PS - I'm in bed with an 18 yr old-am I a cougar?
No - puma.
The guy in front of me in line at Starbucks looks kinda like Danica Patrick except he has a huge boner.
I feel like death. And death is wearing a fleece blanket as a dress. And is seriously contemplating wearing this to go get something to eat.
The last shot i remember taking was toasted to "love, sex, and magic". Needless to say I was 0 for 3 on that toast for the night.
Restaurants Roasting People Who Gave Them Negative Yelp Reviews (25 Pics)

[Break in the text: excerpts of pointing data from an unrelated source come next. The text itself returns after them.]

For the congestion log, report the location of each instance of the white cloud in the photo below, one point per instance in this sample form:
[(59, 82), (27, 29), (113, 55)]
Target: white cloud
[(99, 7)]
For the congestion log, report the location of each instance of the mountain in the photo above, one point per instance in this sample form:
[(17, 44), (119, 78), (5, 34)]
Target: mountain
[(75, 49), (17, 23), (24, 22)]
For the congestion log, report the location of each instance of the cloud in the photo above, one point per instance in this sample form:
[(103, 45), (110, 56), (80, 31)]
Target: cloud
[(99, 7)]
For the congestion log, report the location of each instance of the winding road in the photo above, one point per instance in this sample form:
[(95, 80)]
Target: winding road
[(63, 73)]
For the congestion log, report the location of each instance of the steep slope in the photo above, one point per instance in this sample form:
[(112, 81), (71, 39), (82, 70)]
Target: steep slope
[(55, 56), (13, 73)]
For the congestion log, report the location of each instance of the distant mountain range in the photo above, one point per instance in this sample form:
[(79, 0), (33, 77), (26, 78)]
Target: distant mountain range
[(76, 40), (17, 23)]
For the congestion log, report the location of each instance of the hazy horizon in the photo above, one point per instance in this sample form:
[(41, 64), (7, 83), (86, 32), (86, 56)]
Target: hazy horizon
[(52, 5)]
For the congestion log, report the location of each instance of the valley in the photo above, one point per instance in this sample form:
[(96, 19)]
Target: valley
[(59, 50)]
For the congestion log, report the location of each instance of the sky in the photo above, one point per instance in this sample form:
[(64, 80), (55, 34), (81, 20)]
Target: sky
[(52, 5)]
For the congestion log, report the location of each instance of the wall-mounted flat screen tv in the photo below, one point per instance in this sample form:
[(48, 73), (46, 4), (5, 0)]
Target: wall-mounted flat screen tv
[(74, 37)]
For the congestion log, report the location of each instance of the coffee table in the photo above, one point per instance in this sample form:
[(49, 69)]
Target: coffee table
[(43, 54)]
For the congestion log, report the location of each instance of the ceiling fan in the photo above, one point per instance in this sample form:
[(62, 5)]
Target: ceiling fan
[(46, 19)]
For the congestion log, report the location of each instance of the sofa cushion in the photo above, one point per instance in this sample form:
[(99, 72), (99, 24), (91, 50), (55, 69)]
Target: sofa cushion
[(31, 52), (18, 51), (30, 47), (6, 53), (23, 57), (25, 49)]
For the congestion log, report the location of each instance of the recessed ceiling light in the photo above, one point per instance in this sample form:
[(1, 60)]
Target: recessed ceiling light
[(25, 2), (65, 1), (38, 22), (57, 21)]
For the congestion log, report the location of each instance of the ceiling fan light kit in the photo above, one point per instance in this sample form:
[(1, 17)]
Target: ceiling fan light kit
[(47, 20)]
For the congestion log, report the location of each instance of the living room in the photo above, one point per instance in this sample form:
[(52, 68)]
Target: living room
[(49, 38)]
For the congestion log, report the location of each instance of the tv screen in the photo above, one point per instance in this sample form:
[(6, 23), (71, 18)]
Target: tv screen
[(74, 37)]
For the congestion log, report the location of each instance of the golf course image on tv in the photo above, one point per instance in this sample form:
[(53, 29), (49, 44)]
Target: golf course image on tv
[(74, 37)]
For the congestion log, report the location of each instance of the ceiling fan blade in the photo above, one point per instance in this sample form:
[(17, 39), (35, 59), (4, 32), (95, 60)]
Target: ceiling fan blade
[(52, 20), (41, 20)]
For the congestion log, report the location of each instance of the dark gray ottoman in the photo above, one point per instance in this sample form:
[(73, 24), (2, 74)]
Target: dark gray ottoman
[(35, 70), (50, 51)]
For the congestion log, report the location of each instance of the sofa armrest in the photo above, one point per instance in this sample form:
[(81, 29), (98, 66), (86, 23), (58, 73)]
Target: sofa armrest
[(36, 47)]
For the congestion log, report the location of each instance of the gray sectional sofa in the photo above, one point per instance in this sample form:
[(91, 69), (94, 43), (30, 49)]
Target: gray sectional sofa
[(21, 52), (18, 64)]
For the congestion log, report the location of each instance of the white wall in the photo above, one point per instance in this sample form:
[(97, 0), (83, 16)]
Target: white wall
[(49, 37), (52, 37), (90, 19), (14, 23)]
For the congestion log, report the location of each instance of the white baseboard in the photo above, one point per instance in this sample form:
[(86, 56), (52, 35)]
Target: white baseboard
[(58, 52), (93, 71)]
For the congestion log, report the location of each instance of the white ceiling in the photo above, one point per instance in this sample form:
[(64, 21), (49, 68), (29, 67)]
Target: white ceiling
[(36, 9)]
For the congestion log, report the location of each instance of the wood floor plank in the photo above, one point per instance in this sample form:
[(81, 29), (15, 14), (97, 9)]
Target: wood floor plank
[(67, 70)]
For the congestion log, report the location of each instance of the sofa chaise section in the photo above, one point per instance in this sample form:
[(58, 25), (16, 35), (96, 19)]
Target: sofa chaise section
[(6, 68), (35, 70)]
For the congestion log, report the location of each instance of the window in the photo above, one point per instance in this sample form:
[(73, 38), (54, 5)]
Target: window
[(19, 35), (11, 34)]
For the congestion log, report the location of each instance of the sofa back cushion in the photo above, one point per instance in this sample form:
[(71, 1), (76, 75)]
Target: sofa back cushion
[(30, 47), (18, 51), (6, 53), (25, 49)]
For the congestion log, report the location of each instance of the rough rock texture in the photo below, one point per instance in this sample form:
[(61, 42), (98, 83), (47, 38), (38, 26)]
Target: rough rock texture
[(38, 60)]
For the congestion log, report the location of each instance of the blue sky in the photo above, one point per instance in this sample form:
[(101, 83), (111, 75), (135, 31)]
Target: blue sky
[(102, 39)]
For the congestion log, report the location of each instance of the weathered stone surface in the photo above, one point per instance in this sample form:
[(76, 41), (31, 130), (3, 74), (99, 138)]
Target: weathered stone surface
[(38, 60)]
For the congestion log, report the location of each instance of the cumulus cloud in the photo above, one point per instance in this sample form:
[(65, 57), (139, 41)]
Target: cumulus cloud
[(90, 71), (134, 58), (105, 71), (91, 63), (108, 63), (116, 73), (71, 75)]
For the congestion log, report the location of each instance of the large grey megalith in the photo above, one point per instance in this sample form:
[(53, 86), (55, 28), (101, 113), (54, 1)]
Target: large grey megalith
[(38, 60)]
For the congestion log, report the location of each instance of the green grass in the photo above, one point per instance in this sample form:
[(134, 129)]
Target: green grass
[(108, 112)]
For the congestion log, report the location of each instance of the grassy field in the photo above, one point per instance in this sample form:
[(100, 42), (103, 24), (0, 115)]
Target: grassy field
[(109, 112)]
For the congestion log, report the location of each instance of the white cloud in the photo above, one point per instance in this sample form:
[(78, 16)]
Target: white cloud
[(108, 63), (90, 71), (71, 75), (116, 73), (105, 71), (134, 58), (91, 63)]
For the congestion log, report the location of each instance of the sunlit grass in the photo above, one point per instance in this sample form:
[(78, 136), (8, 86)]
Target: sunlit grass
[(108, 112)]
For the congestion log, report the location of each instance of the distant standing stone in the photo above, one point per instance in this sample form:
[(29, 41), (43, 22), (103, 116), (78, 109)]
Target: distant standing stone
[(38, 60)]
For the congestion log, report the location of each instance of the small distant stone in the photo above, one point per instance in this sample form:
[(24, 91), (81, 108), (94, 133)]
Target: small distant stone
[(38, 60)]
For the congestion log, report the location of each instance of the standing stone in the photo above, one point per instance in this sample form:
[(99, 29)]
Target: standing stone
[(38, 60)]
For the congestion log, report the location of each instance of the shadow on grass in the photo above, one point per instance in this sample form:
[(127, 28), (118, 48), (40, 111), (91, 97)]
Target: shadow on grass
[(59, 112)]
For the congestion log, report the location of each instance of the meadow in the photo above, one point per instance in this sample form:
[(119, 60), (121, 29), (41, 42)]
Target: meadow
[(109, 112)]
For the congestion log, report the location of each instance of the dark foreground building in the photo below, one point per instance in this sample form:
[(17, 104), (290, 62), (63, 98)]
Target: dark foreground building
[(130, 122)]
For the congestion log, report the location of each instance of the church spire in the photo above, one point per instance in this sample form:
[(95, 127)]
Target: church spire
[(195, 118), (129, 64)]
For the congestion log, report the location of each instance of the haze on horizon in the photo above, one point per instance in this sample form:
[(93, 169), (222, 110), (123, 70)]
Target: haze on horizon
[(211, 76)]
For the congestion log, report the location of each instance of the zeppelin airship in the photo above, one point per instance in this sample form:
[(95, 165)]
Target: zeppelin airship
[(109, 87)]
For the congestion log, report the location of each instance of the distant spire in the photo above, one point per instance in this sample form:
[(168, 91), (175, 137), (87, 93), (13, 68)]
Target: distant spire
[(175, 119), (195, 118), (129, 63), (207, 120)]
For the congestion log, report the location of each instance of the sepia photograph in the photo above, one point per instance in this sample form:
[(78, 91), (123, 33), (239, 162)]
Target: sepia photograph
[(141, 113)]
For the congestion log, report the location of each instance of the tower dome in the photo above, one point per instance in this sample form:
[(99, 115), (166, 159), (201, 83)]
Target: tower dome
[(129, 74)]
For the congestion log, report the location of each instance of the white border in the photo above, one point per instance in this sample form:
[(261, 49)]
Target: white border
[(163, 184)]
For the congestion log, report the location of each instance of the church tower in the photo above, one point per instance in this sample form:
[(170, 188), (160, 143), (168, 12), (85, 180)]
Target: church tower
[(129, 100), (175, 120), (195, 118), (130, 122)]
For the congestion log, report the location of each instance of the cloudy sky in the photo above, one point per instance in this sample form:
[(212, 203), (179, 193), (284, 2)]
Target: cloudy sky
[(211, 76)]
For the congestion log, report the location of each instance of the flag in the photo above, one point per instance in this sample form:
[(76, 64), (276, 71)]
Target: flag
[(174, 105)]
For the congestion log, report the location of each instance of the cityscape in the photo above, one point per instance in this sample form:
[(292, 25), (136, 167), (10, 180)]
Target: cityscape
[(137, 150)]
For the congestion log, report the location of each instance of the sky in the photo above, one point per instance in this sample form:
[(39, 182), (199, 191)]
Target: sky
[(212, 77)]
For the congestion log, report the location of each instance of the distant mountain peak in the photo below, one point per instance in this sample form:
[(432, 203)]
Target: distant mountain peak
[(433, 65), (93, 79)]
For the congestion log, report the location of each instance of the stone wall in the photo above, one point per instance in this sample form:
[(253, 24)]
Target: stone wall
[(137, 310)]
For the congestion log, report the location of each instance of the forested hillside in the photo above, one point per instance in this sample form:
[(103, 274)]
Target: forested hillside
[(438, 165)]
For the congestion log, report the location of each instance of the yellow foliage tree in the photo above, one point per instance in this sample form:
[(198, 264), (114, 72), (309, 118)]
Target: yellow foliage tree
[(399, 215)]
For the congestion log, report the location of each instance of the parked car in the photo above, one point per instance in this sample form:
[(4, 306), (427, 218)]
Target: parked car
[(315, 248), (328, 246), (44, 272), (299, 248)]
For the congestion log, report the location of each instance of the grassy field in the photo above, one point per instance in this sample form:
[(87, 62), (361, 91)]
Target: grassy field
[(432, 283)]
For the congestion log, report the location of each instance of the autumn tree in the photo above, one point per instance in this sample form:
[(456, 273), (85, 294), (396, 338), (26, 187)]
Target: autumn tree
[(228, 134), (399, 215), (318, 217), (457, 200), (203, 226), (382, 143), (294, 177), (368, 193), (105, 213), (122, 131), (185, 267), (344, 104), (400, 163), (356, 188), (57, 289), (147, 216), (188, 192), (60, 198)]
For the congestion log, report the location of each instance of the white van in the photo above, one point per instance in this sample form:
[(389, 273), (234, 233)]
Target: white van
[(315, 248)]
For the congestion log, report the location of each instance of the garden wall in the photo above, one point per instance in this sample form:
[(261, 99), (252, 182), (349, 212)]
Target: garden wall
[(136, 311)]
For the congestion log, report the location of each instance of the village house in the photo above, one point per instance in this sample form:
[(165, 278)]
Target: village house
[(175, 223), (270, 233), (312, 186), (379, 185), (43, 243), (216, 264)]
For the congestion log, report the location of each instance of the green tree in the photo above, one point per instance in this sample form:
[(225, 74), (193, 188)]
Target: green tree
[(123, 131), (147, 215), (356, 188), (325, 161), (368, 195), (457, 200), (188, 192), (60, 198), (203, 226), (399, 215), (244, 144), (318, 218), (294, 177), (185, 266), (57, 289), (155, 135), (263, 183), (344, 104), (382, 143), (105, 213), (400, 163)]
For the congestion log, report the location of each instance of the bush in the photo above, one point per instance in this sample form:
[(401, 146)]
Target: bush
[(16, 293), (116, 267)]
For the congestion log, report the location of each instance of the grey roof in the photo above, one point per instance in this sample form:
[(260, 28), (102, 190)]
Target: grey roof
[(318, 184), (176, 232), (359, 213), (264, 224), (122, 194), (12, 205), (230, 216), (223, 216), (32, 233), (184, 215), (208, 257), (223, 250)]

Pre-game strategy: play thunder by yourself in the shower. Surprisingly, success.
I'm glad the dog doesn't judge me for doing leftover lines and watching George of the Jungle at 10 am
he was cradling you in his arms feeding you rum straight from the bottle and you kept sucking his fingers.
Who topped off the "random beer mix" beer bong with a pinch of pepper?? All you could taste was busch and pepper...
he needs to stop knowing everyone on campus...it's making cheating on him really difficult.
Woman Posts Harassing DMs From Creep Online, Now He’s Upset Because People Told His Mom
Let me know when ur ready so I can throw up one last time then brush my teeth
I'm sitting in front of a fan naked drinking Gatorade. Motherfucking hangover probs
Tell me about it. Running across highways take alot outta ya. When he found out, he was all "concerned" about it.
What's clit gel and why is it in my wallet.